Internal Implementation of HashMap

In this article, we are going to see how HashMap internally works in Java. Also, we will have a look at changes made in Java 8 to make implementation of HashMap faster.

HashMap is the data structure used in Java to store key-value pairs, where the average retrieval time for get() and put() operations is constant i.e. O(1). To learn more about HashMap Please visit this article.

Hashing Principle :

Hashing is a method used to produce an integer value from an object and this integer value known as the hash value. In HashMap, the key object is used for Hashing.

Internal Structure :

For internal working of HashMap, HashMap maintains an array of bucket, each bucket is a linked-list and linked list is a list of nodes wherein each node contains key-value pair.
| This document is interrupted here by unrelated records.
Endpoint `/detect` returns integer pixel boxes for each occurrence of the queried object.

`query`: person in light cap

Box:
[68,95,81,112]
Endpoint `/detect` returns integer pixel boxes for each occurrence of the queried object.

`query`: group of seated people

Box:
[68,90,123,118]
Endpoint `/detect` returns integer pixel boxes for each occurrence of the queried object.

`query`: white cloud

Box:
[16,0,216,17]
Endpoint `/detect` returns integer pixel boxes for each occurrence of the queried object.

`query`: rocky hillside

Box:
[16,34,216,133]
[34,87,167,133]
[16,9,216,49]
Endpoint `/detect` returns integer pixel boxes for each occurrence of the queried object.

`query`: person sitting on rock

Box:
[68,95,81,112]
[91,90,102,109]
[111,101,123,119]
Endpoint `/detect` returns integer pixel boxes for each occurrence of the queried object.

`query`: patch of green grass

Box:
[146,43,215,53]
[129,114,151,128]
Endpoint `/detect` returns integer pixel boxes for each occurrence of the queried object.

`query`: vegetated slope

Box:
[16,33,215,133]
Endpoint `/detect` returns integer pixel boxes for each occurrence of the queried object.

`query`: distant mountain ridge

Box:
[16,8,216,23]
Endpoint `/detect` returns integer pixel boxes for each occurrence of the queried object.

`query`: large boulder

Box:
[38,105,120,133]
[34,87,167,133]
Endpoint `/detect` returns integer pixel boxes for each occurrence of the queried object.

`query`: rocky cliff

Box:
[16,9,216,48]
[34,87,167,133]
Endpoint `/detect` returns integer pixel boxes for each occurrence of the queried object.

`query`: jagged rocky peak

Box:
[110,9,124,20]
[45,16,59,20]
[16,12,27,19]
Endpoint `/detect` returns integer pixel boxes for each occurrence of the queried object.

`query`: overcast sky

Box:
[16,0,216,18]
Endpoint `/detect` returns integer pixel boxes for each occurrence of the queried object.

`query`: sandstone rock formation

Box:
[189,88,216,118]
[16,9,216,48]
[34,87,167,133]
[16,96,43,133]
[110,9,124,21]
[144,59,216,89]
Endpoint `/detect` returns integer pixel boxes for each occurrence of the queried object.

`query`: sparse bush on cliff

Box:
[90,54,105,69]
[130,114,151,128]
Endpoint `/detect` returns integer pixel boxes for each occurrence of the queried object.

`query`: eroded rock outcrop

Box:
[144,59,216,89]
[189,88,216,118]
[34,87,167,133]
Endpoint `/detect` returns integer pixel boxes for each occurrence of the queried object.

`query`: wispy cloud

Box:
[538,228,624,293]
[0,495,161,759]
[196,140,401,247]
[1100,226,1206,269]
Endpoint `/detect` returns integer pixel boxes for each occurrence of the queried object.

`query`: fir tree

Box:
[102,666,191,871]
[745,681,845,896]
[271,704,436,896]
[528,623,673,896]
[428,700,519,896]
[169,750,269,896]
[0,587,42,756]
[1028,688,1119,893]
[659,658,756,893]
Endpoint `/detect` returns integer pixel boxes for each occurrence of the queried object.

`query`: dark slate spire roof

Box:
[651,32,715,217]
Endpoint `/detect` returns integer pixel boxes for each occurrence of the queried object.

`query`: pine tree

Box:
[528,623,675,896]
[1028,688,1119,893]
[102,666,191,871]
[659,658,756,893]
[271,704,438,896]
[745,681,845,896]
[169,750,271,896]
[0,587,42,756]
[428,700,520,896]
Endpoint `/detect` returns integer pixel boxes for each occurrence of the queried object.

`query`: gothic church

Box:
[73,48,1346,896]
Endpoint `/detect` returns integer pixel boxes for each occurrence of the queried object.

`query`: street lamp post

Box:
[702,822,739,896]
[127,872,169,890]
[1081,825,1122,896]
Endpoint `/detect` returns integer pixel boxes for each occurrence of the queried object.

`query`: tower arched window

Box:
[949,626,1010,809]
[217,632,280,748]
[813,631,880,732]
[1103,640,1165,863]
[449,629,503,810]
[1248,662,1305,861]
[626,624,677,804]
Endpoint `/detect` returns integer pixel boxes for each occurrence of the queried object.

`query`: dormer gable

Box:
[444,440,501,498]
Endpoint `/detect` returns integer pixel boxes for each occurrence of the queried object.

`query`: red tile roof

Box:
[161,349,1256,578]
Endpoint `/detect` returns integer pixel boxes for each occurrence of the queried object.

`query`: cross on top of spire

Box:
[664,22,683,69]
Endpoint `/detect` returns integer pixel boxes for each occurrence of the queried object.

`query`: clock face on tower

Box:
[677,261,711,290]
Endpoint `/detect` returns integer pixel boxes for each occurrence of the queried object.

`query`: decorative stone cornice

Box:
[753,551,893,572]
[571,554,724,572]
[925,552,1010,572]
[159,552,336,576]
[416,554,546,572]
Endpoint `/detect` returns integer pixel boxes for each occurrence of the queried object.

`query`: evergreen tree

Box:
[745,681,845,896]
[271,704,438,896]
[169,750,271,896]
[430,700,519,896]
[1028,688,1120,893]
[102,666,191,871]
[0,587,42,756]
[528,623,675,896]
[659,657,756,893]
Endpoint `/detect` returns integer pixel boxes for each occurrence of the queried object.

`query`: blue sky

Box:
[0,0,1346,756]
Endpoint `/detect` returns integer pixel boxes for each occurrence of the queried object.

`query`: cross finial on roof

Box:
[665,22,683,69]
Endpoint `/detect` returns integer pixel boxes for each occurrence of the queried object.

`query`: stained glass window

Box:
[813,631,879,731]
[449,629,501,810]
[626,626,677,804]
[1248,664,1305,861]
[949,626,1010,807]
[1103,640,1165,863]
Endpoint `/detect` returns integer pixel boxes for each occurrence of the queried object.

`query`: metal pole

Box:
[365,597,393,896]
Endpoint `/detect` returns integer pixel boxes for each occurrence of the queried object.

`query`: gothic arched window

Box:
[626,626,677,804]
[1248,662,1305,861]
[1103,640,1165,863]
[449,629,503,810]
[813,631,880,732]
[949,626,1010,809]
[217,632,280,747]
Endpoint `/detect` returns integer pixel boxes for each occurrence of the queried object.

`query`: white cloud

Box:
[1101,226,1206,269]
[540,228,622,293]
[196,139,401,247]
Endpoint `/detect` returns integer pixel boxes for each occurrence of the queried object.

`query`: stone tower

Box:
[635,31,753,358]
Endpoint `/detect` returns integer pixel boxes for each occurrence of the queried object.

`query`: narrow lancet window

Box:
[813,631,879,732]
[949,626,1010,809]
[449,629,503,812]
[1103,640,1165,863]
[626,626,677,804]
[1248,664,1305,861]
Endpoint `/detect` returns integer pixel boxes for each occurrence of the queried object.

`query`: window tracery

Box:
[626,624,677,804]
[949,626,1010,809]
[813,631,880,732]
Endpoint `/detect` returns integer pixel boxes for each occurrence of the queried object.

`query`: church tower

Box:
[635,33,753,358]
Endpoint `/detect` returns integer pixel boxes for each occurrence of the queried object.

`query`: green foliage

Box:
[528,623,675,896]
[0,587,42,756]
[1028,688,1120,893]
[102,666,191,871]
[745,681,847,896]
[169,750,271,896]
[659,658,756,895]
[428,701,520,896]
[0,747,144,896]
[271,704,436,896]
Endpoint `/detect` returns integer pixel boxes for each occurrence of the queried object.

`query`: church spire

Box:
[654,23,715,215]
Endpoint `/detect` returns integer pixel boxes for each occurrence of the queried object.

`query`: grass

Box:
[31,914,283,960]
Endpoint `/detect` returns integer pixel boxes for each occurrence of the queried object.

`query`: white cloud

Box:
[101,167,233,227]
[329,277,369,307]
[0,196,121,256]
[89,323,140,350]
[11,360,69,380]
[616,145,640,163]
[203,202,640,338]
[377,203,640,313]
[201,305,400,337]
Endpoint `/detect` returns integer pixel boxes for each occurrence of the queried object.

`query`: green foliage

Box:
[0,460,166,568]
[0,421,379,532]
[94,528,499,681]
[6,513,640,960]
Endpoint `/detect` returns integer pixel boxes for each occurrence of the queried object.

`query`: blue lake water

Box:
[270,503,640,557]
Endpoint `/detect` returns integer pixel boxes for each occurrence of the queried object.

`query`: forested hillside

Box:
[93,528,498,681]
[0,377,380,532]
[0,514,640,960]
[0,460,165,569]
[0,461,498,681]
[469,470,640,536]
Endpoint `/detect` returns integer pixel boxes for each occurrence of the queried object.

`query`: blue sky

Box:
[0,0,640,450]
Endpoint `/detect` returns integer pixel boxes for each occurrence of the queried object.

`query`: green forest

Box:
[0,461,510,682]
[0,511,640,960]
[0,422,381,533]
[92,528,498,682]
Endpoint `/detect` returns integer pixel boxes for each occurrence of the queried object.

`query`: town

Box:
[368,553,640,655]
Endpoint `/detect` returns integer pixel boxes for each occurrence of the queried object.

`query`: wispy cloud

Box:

After Java 8, a bucket can be a linked-list or a binary tree depending upon the Threshold

Bucket Table :

The bucket table is also known as the array of bucket of HashMap in java. HashMap uses hashing method to calculate the index of array or which Bucket is going to be used.

It is represented as :

// Each Node of the Array is a Bucket
Node<K,V>[] table;

Bucket :

A bucket is a linked list of nodes where each node is an instance of class Node<K,V>. The key of the node is used to generate the hash value and this hash value is used to find the bucket from Bucket Table.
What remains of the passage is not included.